Gallo Pinto

Serve with a fried egg and some avocado on the side for a perfect way to start the day. To boost the texture, taste, and nutrition, add a big handful of chopped kale or other leafy greens when you add the beans to the pan. Your taste buds (and gut bacteria) will thank you for this tasty, fiber-packed meal.


  • 1 ½ tablespoons extra-virgin olive oil
  • ½ cup finely diced yellow onion
  • ½ cup finely diced red bell pepper
  • 1 ½ tablespoons minced garlic
  • 2 cups cooked black beans , undrained
  • 1 ½ tablespoons salsa Lizano (or Worcestershire sauce), see Notes
  • 2 cups cooked brown rice (see Notes)
  • Finely chopped cilantro , for garnish


  1. Heat the olive oil in a large skillet over medium heat. Add the onions, garlic and bell pepper and saute until onions are translucent and fragrant, about 5 minutes.
  2. Add black beans with their liquid and salsa Lizano into the skillet. Simmer over medium heat until about half of the liquid has reduced, but the mixture remains moist, about 5-7 minutes. If the pan goes dry, add more bean cooking liquid or water, a few tablespoons at a time, to the pan.
  3. Add brown rice and stir until the mixture is well combined.
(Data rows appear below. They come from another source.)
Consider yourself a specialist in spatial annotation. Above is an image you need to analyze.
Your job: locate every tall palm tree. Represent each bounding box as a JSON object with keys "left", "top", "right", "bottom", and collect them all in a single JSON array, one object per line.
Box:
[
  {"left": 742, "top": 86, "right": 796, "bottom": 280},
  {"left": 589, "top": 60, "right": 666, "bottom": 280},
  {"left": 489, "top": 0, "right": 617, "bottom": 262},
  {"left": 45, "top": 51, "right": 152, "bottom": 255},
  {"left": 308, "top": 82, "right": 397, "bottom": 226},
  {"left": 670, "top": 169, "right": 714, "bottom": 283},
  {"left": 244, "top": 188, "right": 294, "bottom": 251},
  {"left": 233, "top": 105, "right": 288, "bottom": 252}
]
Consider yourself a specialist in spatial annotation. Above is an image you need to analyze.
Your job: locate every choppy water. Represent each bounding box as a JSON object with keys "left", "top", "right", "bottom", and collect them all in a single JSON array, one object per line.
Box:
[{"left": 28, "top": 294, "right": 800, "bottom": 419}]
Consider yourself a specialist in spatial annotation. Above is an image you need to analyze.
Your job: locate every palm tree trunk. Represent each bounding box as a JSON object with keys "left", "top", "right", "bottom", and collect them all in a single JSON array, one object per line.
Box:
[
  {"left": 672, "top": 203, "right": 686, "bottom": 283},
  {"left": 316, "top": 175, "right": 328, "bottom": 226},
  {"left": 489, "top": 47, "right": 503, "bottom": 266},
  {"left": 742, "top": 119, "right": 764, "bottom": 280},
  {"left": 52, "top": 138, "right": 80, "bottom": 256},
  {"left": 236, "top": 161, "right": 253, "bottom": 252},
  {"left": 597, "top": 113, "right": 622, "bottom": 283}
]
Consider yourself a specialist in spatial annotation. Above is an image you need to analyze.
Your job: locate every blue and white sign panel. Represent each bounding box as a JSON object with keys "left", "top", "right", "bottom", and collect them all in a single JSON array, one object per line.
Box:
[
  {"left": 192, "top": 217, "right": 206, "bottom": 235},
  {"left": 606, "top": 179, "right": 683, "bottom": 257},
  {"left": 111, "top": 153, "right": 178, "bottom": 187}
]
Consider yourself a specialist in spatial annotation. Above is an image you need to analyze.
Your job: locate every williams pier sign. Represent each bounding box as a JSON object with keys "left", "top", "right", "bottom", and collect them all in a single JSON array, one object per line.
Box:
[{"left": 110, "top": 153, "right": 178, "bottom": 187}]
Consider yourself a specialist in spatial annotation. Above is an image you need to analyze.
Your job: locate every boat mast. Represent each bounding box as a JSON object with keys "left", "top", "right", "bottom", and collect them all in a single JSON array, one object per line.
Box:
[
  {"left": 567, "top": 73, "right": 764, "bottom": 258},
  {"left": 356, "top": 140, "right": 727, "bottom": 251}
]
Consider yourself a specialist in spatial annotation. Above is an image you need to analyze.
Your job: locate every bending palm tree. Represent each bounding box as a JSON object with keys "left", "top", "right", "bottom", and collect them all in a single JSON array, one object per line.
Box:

Garnish with cilantro and serve.

Recipe Notes

Salsa Lizano is a condiment produced in Costa Rica that definitely packs a flavor punch. It is more tangy and smokey in flavor than spicy, and is used to season a variety of dishes, especially gallo pinto. You can buy it on Amazon and some hispanic markets. You can use Worcestershire sauce as a substitute.
For the very best results, use rice and beans that are a day or two old and have been stowed in the refrigerator.